Air India negotiating for 'just compensation' for Boeing-787 delays

Air India negotiating for 'just compensation' for Boeing-787 delays

"We are in active negotiation with them (Boeing) for getting just compensation for the delay in deliveries," a senior Air India official told IANS from Mumbai.

Deliveries were to have begun in the October-December quarter of 2010 but due to technical glitches at the manufacturers end, the aircraft had to undergo another series of tests before it was certified to fly. In February, Boeing said deliveries would begin in the fourth quarter of 2011.

According to the official, the delay has caused both opportunity and operational losses to Air India, which had planned to deploy the B-787s on long-haul international routes and re-deploy its B-777 aircraft on domestic routes, thereby regaining its lost market share in both sectors.

"This plan of ours has been badly hit (due to the delay in deliveries). Once we have the planes, we can easily redeploy our larger seat-capacity aircraft on the domestic sector and offer more seats at lower prices, thereby shoring up our market share," the official explained.

The official further said that a committee formed under E.K. Bharat Bhushan, who heads the Directorate General of Civil Aviation, and which includes aviation ministry officials of joint secretary rank, is actively looking into the issue of delayed deliveries.

Boeing International Corporation India Pvt. Ltd., on its part, confirmed that a compensation package is on the anvil but did not divulge any value or range.

"We are in touch with Air India. They are our very valuable clients," Dinesh A. Keskar,
president of Boeing India and a vice president of the parent company, told IANS.

According to Boeing, the B-787 enables immense fuel-savings as well as greater seat capacity, coupled with the highest cargo capacity than any other aircraft in a comparable category.

The increased savings in operational cost and reduced maintenance outflows, says Boeing, is what Air India requires in its current situation.

"It will be a game-changer for Air India, which will also become one of the earliest operators of B-787s in the world," Keskar said.

The company further said that under an offset clause, around $1.7 billion is being re-invested in an MRO (maintenance repair and overhaul) facility in Nagpur.

Foreign companies are required to set aside a fixed sum from the contract for developing India's civil aviation sector through facilities like maintenance and training institutes.

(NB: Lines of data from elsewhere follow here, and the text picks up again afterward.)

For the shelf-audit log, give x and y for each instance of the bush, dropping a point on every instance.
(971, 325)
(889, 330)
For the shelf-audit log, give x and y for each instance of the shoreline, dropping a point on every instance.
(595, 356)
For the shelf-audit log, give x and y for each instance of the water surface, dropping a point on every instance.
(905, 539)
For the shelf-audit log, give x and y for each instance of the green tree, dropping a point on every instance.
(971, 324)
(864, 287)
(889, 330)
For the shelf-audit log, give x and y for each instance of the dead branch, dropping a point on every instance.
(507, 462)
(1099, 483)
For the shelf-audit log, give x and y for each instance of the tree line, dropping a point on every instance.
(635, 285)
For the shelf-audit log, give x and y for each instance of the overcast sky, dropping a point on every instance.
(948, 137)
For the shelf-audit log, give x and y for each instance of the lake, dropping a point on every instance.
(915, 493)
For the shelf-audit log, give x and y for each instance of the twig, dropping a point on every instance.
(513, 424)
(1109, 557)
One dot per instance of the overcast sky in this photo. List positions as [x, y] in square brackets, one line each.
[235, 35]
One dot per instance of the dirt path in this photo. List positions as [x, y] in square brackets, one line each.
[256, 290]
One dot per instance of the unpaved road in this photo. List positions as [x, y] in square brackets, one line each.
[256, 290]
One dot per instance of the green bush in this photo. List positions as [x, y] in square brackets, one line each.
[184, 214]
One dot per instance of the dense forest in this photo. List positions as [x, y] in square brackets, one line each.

Air India had ordered 68 aircraft from Boeing in 2006. Of these, 50 were for its own fleet and 18 for its low-cost subsidairy Air India Express that flies on short-haul international routes. Apart from the 27 B-787s, the other aircraft include a mix of B-777s and B-737s.

The 250-seater B-787 aircraft is made of composite materials. Its newly-developed engine and advanced flight technologies make it highly fuel-efficient. The plane can fly up to  16,000 km non-stop.

Boeing's order book for the B-787 worldwide currently stands at nearly 900 aircraft.